Good practice is to include a rejection model in backtests (for example, a rejection probability that depends on order size and market volatility) and to run post‑trade analysis that inspects the difference in realised price moves for accepted versus rejected requests.

Risks and caveats

Last Look is a trade‑offs problem. It can allow LPs to offer tighter quoted spreads and deeper displayed liquidity because they have a final short check to limit loss from stale quotes and technical errors. At the same time it introduces execution uncertainty and can create an asymmetric information environment that, if misused, disadvantages liquidity takers.

There are legitimate concerns beyond simple rejections. If an LP pre‑hedges, or uses rejected requests to inform subsequent proprietary trading, that would be contrary to best practice and many industry codes. Conversely, not having Last Look does not guarantee better outcomes: LPs without it typically widen spreads or reduce available quantities to protect themselves, and that can increase cost for large or urgent trades.

Finally, measuring Last Look effects is difficult. Rejection rates depend on client behaviour, number of LPs in the panel, market volatility, order size, and routing logic. Two traders on the same platform but pushing different order types can see very different rejection patterns.
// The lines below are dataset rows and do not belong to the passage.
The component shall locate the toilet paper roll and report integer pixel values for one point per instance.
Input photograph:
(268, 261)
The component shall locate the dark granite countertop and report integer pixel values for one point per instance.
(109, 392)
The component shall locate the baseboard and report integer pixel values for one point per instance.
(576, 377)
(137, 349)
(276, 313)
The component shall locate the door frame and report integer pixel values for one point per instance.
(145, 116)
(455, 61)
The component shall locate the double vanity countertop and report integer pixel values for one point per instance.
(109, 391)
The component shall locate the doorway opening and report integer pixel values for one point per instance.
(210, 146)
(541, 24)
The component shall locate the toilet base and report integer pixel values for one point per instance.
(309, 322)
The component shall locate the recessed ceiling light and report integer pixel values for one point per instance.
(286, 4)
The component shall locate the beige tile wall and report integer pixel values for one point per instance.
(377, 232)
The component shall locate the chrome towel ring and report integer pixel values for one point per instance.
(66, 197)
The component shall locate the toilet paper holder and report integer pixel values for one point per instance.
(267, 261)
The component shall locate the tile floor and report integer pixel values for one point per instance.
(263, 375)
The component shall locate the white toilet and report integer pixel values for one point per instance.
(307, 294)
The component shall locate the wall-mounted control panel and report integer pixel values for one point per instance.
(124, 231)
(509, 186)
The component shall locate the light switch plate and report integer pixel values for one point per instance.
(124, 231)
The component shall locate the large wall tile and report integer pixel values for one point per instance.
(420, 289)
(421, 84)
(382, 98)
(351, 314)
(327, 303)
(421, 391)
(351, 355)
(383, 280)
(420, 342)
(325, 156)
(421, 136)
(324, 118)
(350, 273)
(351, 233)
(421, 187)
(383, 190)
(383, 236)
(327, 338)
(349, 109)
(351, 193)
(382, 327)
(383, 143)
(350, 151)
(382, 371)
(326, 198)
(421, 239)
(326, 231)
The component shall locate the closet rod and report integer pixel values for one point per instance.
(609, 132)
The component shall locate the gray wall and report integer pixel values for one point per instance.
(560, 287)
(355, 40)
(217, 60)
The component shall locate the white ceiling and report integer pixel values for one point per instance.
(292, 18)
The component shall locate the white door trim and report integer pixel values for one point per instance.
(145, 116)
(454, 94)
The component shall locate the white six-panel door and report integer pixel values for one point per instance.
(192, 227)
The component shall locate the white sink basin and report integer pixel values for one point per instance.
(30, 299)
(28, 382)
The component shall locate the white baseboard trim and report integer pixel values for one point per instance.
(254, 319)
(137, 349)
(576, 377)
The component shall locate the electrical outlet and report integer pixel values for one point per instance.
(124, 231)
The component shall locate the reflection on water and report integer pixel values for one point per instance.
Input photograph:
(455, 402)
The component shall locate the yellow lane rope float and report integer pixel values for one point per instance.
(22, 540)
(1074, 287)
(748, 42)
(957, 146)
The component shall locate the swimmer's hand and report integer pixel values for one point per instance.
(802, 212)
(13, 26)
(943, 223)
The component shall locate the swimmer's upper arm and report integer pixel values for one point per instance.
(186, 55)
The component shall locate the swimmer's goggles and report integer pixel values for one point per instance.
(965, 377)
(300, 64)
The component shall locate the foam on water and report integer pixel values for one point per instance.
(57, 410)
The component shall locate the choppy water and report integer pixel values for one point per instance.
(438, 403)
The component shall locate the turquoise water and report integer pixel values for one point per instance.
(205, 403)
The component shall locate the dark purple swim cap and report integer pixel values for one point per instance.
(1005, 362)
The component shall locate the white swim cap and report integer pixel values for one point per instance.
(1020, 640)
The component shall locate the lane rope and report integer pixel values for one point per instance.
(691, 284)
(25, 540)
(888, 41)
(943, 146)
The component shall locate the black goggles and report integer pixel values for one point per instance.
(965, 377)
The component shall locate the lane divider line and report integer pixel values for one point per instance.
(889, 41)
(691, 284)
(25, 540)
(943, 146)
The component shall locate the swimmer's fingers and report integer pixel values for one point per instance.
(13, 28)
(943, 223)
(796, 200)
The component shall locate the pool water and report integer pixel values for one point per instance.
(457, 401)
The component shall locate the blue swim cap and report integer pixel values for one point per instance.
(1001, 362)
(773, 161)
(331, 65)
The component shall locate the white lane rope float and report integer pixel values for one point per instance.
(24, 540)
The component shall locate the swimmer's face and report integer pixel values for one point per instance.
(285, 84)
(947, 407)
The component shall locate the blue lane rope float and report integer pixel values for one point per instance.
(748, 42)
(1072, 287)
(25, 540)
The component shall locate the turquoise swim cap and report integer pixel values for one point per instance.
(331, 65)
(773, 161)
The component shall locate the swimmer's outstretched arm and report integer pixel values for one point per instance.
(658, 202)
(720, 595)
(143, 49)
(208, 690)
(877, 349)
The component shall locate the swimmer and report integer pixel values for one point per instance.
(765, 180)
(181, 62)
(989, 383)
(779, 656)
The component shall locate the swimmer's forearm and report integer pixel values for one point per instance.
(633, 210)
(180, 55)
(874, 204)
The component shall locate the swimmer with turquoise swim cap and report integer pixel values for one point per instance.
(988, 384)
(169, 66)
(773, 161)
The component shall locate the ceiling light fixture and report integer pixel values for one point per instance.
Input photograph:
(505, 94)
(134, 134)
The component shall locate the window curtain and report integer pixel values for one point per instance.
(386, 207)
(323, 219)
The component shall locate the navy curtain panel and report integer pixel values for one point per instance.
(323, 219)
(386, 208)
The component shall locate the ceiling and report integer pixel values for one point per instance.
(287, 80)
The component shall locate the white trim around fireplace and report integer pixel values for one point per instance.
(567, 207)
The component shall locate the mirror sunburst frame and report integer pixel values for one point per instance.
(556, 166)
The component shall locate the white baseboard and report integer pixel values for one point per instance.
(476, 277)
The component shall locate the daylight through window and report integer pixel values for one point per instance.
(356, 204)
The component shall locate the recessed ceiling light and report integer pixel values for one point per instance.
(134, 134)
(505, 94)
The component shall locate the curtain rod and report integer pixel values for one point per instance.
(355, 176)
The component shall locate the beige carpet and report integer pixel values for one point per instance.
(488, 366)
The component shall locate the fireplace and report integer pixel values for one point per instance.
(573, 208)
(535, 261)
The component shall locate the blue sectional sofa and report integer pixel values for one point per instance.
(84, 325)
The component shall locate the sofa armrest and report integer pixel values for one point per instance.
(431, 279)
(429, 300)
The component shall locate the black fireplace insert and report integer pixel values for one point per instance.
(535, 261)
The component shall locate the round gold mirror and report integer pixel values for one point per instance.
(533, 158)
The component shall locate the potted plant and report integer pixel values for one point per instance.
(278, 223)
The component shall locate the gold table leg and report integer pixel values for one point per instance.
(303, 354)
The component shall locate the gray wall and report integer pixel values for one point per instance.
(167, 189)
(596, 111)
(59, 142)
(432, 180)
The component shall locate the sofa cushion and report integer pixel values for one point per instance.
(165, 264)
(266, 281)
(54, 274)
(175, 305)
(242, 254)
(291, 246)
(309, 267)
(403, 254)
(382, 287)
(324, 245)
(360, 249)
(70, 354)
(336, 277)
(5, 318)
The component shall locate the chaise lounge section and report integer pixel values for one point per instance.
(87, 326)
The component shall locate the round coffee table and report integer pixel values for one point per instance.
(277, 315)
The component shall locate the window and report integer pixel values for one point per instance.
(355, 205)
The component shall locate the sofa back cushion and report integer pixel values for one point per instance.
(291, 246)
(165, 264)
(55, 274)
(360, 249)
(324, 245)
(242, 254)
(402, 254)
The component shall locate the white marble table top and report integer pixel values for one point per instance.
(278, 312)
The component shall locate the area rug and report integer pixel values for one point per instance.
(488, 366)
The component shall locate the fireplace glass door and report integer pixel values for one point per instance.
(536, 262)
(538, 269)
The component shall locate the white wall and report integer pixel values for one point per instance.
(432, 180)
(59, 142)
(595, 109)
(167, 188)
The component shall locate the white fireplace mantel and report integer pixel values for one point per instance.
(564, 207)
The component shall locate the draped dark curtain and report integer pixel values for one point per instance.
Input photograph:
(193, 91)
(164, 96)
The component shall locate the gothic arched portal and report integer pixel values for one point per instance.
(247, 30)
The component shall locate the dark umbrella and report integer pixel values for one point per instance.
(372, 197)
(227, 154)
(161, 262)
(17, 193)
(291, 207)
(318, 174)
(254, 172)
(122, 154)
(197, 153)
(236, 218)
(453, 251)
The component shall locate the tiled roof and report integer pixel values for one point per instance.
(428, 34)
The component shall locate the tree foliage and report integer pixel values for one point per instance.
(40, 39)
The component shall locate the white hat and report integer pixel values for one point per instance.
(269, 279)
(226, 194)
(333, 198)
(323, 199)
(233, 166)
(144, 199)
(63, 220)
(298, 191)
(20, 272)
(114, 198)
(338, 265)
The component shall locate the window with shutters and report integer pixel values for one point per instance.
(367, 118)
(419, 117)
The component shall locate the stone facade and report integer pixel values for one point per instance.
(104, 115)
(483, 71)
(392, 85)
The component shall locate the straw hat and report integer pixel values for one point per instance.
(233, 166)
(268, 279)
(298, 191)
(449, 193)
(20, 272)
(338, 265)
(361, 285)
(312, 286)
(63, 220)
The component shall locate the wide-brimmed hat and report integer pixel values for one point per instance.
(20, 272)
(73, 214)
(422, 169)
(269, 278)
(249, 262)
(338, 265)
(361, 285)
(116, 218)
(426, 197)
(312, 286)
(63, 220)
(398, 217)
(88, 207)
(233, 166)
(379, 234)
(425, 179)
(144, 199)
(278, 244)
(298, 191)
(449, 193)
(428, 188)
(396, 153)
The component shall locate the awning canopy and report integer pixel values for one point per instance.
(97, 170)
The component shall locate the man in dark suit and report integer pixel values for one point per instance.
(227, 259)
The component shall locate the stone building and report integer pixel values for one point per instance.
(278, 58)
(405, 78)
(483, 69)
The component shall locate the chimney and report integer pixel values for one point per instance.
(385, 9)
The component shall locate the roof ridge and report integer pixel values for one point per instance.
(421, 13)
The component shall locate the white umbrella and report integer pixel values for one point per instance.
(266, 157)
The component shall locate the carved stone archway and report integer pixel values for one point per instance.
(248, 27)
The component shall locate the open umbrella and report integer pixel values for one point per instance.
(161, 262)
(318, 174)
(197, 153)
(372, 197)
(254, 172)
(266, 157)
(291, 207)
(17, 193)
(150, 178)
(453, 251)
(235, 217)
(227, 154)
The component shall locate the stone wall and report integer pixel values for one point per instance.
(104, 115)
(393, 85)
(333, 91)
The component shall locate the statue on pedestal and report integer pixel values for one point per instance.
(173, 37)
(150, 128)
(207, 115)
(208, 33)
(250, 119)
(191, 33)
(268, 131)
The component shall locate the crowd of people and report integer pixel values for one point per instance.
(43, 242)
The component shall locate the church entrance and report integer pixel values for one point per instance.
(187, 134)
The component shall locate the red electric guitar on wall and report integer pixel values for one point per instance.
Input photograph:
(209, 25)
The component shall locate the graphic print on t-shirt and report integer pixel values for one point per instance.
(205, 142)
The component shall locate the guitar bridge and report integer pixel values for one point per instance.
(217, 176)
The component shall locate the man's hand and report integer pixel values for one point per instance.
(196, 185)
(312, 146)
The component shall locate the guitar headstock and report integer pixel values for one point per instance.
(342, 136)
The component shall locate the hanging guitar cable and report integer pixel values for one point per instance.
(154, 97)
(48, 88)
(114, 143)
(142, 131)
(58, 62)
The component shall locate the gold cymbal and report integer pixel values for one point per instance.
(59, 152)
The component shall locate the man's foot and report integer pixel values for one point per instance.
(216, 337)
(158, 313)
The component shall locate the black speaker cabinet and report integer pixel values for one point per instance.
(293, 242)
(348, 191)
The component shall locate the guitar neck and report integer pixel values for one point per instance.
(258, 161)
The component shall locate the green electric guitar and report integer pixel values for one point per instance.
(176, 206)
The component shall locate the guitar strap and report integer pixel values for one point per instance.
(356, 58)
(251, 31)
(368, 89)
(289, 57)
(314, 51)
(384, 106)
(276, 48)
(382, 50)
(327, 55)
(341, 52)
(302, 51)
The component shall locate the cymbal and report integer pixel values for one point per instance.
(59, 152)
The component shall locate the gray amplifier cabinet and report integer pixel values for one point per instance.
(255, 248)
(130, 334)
Trading carries risk, and none of the material here is personalised trading advice. If you suspect Last Look is affecting your execution quality, raise it with your execution provider and consider careful, data‑driven TCA before changing strategy.

Key takeaways

  • Last Look is an evaluation window LPs use to accept, reject, or improve a client’s trade request; longer windows and tighter thresholds raise rejection probability.
  • Many FX venues and LPs use Last Look; some pools are No‑Last‑Look — ask your broker for disclosures and trade‑level logs.
  • Rejections can raise effective costs even when quoted spreads are tight; measure rejection rates, timestamps, and post‑trade slippage as part of TCA.
  • Practical mitigations include changing order size/timing, routing to firm pools or multiple LPs, and negotiating execution settings with your provider.